Regeneration

Is Altrincham about to get the green light for a new £22m leisure centre?

By Josh Peachey at

Trafford Council will decide whether or not to approve a new £22m leisure centre in Altrincham at a meeting next Monday.

The current leisure centre on Oakfield Road is considered to be in such an “extremely poor” condition that it is having a material impact on users, particularly given the competitive local gym market.

A new £10m leisure centre was initially included in the Altair redevelopment plans but after realising that it would cost considerably more than expected – and while Altair’s plans suffer further delays – Trafford Council has decided to take it out of the scheme and develop the centre itself.

If given the go-ahead next week, the process of finding a contractor and drawing up designs will take place in the first half of next year.

The proposed Altrincham Leisure Centre would include 300 car parking spaces.

According to an investment report prepared in support of Trafford’s plans to overhaul leisure services in the borough generally, the new facility will replace the old leisure centre and include a 25-metre pool, a 25-metre leisure pool with a moveable floor, and a car park for 300 cars.

The new fitness area will have 100 stations, twice as many as the existing gym, and a wellness facility.

There will also be a sports hall with six courts, flexible space, a purpose-built gymnastics and trampoline hub, squash courts and a party room.
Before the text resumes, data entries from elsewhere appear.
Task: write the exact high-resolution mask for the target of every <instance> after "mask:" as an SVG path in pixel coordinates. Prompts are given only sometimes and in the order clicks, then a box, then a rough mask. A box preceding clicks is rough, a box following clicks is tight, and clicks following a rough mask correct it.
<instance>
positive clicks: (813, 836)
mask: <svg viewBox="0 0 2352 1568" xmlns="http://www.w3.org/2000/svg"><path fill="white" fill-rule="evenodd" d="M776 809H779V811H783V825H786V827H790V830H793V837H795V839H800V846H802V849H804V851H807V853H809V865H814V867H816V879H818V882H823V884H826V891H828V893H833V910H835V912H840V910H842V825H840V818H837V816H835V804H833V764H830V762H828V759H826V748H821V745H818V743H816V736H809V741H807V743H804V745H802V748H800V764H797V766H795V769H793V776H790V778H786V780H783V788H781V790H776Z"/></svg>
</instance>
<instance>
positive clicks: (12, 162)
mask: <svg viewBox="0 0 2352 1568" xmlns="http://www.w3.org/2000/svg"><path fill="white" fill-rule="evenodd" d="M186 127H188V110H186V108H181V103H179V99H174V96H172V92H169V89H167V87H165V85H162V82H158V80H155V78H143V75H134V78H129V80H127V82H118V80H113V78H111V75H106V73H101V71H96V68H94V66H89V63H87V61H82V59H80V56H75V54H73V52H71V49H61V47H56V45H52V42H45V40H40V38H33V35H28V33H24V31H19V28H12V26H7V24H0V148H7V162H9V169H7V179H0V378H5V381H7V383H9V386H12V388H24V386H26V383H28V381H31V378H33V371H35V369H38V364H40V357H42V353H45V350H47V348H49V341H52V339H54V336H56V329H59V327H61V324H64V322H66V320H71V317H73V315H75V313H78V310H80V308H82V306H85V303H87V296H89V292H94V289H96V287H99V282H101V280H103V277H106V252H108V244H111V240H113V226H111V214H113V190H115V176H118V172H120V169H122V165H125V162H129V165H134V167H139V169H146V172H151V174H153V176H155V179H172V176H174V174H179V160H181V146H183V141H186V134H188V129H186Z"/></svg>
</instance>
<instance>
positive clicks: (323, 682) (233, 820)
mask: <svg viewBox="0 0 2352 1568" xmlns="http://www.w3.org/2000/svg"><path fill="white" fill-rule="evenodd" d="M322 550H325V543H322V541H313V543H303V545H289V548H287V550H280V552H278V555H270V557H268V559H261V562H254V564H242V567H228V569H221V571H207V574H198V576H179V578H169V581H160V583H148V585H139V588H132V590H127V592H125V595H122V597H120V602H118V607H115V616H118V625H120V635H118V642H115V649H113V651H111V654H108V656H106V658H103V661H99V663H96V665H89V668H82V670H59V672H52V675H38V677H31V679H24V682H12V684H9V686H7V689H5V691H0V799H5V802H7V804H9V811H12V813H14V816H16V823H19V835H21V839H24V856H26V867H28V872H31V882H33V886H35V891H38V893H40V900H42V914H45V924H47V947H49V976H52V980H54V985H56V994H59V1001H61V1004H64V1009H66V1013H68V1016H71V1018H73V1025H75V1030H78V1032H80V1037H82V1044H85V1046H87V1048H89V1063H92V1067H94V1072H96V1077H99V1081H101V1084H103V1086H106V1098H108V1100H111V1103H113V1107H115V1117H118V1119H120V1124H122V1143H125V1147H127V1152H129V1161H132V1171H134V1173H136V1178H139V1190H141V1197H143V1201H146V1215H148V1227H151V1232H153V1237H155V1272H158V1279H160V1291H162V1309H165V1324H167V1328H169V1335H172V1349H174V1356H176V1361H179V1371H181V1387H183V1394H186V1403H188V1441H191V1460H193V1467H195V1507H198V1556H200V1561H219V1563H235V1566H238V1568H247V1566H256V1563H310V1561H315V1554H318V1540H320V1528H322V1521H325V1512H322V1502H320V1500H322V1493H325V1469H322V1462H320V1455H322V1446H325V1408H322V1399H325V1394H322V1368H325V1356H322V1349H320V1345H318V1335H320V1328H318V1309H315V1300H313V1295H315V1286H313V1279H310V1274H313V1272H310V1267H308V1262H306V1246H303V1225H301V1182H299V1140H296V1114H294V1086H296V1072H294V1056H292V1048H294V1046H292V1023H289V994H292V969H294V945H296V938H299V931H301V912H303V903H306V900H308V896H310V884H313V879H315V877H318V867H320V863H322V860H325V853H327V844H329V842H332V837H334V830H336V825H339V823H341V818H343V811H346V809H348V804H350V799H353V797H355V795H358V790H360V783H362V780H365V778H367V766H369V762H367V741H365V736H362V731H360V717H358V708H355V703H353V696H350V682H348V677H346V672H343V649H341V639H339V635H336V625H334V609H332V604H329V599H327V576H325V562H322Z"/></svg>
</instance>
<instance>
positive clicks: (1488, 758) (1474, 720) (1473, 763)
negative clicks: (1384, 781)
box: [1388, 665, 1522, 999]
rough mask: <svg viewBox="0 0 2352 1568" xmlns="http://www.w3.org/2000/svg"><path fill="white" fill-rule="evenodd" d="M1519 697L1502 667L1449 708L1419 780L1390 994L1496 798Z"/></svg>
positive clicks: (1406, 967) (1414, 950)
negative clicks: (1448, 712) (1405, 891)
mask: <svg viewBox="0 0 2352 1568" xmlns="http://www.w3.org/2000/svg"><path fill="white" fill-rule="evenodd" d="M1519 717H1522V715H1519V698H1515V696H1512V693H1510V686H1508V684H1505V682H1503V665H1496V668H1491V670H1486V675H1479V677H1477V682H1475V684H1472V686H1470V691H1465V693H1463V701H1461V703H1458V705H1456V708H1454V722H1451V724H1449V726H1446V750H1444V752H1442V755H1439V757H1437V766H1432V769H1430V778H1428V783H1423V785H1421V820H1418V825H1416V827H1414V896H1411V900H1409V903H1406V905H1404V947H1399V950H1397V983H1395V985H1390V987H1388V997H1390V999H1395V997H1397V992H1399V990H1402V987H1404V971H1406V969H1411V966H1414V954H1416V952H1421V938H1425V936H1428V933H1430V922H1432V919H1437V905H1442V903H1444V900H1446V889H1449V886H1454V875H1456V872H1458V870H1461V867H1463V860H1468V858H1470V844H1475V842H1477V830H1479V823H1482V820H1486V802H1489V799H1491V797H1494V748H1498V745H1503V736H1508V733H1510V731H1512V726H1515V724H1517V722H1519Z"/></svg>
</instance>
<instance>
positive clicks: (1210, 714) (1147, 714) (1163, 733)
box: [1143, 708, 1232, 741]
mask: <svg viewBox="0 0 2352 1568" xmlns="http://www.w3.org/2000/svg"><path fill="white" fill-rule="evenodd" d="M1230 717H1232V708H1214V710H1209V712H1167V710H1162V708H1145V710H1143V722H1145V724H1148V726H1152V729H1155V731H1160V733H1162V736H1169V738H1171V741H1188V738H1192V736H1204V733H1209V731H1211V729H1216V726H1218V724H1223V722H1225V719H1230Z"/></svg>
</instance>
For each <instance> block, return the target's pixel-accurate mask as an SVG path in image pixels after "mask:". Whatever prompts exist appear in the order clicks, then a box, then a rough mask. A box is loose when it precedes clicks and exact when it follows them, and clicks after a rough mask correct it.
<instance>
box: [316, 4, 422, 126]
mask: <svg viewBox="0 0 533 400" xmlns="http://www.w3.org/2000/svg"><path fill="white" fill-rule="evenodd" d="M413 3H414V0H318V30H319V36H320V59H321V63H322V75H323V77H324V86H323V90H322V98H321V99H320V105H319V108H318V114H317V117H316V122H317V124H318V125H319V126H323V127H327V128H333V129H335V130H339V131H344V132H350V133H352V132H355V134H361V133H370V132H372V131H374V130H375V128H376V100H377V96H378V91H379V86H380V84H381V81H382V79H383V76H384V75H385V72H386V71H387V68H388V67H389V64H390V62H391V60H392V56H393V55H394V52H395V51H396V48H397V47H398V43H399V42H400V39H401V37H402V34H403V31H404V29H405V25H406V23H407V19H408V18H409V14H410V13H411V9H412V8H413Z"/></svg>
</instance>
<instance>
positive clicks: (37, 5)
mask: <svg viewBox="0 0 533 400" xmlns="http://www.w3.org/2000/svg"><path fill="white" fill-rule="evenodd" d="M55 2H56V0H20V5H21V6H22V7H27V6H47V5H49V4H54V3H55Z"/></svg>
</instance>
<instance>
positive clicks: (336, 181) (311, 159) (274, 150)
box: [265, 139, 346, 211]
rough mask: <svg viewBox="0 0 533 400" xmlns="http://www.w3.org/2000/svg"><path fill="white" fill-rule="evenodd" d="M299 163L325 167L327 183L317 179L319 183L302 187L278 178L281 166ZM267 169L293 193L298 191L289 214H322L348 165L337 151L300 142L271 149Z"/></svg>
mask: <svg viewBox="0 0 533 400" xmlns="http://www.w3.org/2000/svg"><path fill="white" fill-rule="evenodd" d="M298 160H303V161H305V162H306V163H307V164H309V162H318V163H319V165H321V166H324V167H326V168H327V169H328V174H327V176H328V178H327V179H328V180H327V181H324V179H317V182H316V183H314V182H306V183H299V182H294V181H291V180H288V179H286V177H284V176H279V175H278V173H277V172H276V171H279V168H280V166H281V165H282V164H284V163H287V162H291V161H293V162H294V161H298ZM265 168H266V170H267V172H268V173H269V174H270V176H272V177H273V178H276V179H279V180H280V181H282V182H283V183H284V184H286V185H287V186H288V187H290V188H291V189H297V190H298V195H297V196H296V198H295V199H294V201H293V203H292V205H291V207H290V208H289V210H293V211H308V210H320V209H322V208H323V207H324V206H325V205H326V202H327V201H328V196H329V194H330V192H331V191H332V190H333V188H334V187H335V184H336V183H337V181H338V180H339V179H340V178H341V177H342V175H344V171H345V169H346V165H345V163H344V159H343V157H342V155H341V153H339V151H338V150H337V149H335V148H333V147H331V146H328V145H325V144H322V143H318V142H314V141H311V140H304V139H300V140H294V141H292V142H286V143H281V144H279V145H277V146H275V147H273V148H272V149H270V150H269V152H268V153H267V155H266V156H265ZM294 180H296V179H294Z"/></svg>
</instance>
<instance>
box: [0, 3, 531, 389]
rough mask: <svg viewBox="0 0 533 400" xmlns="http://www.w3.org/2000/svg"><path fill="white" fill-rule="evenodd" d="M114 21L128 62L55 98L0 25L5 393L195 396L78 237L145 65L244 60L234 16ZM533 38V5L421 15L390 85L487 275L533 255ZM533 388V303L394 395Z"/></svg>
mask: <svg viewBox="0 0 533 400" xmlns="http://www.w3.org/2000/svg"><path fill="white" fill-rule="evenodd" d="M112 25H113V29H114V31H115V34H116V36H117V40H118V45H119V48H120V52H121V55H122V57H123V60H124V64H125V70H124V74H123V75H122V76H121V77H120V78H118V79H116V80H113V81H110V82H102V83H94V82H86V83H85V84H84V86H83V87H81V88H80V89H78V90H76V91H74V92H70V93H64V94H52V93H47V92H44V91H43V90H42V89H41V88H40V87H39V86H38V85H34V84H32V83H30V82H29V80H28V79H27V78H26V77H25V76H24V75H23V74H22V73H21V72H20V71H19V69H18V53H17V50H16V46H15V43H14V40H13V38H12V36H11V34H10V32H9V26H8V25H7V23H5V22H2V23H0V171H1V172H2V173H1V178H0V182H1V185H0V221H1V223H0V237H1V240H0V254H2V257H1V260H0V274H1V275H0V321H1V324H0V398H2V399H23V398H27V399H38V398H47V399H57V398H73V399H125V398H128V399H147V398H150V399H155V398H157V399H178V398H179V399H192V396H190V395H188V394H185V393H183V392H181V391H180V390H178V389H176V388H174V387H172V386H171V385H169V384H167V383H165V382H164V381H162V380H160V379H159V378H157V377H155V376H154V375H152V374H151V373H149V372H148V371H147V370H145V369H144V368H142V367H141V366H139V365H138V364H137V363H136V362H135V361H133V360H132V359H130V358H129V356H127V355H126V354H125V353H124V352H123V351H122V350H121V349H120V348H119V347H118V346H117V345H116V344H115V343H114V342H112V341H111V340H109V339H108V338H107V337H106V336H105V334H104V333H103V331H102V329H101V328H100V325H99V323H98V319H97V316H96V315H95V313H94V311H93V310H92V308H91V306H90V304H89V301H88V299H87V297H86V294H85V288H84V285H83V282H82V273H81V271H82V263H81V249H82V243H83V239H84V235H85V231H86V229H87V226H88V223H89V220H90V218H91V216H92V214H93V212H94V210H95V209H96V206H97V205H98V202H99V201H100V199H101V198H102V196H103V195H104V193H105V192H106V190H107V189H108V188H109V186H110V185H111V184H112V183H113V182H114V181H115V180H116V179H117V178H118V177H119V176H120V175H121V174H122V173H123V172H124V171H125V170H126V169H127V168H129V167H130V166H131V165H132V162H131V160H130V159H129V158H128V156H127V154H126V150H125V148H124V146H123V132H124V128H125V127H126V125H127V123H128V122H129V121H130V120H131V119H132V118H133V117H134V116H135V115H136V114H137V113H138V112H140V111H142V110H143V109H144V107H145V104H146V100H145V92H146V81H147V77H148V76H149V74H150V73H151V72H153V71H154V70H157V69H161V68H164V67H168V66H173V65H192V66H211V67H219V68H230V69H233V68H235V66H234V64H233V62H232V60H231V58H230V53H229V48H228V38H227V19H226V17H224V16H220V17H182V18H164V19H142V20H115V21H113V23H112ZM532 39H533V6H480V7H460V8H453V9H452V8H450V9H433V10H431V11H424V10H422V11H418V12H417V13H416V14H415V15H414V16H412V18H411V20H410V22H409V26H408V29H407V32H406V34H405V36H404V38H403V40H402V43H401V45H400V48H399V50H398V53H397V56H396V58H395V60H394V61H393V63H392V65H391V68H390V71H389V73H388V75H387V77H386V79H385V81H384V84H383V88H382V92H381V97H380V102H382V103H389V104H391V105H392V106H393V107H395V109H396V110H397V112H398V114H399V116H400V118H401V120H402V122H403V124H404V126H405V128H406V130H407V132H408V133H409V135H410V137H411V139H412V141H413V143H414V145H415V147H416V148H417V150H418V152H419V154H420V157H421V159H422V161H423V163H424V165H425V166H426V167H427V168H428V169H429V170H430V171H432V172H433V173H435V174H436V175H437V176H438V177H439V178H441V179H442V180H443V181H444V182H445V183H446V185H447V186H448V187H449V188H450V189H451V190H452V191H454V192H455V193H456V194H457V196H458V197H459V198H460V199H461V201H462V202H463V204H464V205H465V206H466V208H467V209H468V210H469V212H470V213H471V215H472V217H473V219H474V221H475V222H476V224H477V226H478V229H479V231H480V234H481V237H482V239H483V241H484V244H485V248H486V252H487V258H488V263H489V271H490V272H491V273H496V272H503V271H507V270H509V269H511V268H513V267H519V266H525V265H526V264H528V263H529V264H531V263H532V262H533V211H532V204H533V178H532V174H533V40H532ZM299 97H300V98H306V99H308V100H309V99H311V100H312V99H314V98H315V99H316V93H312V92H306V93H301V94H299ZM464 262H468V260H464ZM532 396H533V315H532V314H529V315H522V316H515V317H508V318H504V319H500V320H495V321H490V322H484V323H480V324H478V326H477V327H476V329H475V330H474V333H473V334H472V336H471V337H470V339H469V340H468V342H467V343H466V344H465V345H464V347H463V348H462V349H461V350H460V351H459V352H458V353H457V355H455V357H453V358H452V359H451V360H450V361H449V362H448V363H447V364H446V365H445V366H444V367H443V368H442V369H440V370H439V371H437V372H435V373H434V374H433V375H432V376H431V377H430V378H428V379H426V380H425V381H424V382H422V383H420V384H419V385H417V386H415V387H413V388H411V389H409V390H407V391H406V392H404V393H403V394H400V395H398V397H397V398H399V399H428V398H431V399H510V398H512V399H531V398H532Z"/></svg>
Subject to Executive approval on Monday, the new centre should be completed and operating by February 2022, with an estimated construction cost of £22.4m.

The current multi-purpose sports hall at Altrincham Leisure centre

The report says that the current facilities across Trafford are “having a serious detrimental impact on the customer experience and the Trafford Leisure business plan”.

It added: “Customer behaviour is changing and loyalty is being stretched. Buildings designed in the 1970s do not meet the needs of the current customer.”

The report argues that, although it was once an extremely busy place, Altrincham Leisure Centre is “at the end of its economic life and refurbishment is not a viable option”.

Altrincham Leisure Centre was built in 1974, with the sports hall and gym added in 1982

Alternatively, leaving the leisure centre as it is would be costly and ultimately result in closure, the report said.

“Condition surveys and life cycle costs over the next 30 years mean that it would cost at least £20m just to maintain a basic level of health and safety compliance,” it added.

“More importantly this option essentially means closure as the centres become more and more unviable to operate due to the condition of the building.”

The estimated construction costs involve borrowing £18.3m – an amount expected to be paid back through future use of the facilities by customers.

One of the pools used by school children at Altrincham Leisure Centre

Trafford has one of the biggest swimming programmes in the country that is enjoyed by many young school children from an early age.

The report states that swimming is considered to be of “vital importance to the future health of children in Trafford”.

“With the facilities in decline, the strategic importance of this to the Council’s aims and objectives is paramount.”

Besides a new leisure centre in Altrincham, the leisure investment report outlines other area for new facilities in Stretford, Sale and Urmston.